If they just mean "processes should be restartable" then that sounds way more reasonable. Similar idea to this but less fancy: https://flawless.dev/
It's a pretty terrible slogan if it makes your language sound worse than it actually is.
I think the slogan was meant to be provocative but unfortunately it has been misinterpreted more often than not.
For example, imagine you're working with a 3rd party API and, according to the documentation, it is supposed to return responses in a certain format. What if suddenly that API stops working? Or what if the format changes?
You could write code to handle that "what if" scenario, but then trying to handle every hypothetical your code becomes bloated, more complicated, and hard to understand.
So in these cases, you accept that the system will crash. But to ensure reliability, you don't want to bring down the whole system. So there are primitives that let you control the blast radius of the crash if something unexpected happens.
Let it crash does not mean you skip validating user input. Those are issues that you expect to happen. You handle those just as you would in any programming language.
Flawless is interesting.
It can't work in the general case because replaying a sequence of syscalls is not sufficient to put the machine back in the same state as it was last time. E.g. second time around open behaves differently so you need to follow the error handling.

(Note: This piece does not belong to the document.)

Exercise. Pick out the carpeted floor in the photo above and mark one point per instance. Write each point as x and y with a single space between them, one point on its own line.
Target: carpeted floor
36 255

However sometimes that approach would work. I wonder how wide the area of effective application is. It might be wide enough to be very useful. The all or nothing database transaction model fits it well.
I've been seeing a lot of these durable workflow engines around lately, for some reason. I'm not sure I understand the pitch. It just seems like a thin wrapper around some very normal patterns for running background jobs. Persist your jobs in a db, checkpoint as necessary, periodically retry. I guess they're meant to be a low-code alternative to writing the db tables yourself, but it seems like you're not saving much code in practice.
As someone has linked it: https://erlang.org/pipermail/erlang-questions/2003-March/007...
It is about self-healing, too.
I think it’s more subtle:
Imagine that you’re trying to access an API, which for some reason fails.
“Let it crash” isn’t an argument against handling the timeout, but rather that you should only retry a few, bounded times rather than (eg) exponentially back off indefinitely.
When you design from that perspective, you just fail your request processing (returning the request to the queue) and make that your manager’s problem. Your managing process can then restart you, reassign the work to healthy workers, etc. If your manager can’t get things working and the queue overflows, it throws it into dead letters and crashes. That might restart the server, it might page oncall, etc.
The core idea is that within your business logic is the wrong place to handle system health — and that many problems can be solved by routing around problems (ie, give task to a healthy worker) or restarting a process. A process should crash when it isn’t scoped to handle the problem it’s facing (eg, server OOM, critical dependency offline, bad permissions). Crashing escalates the problem until somebody can resolve it.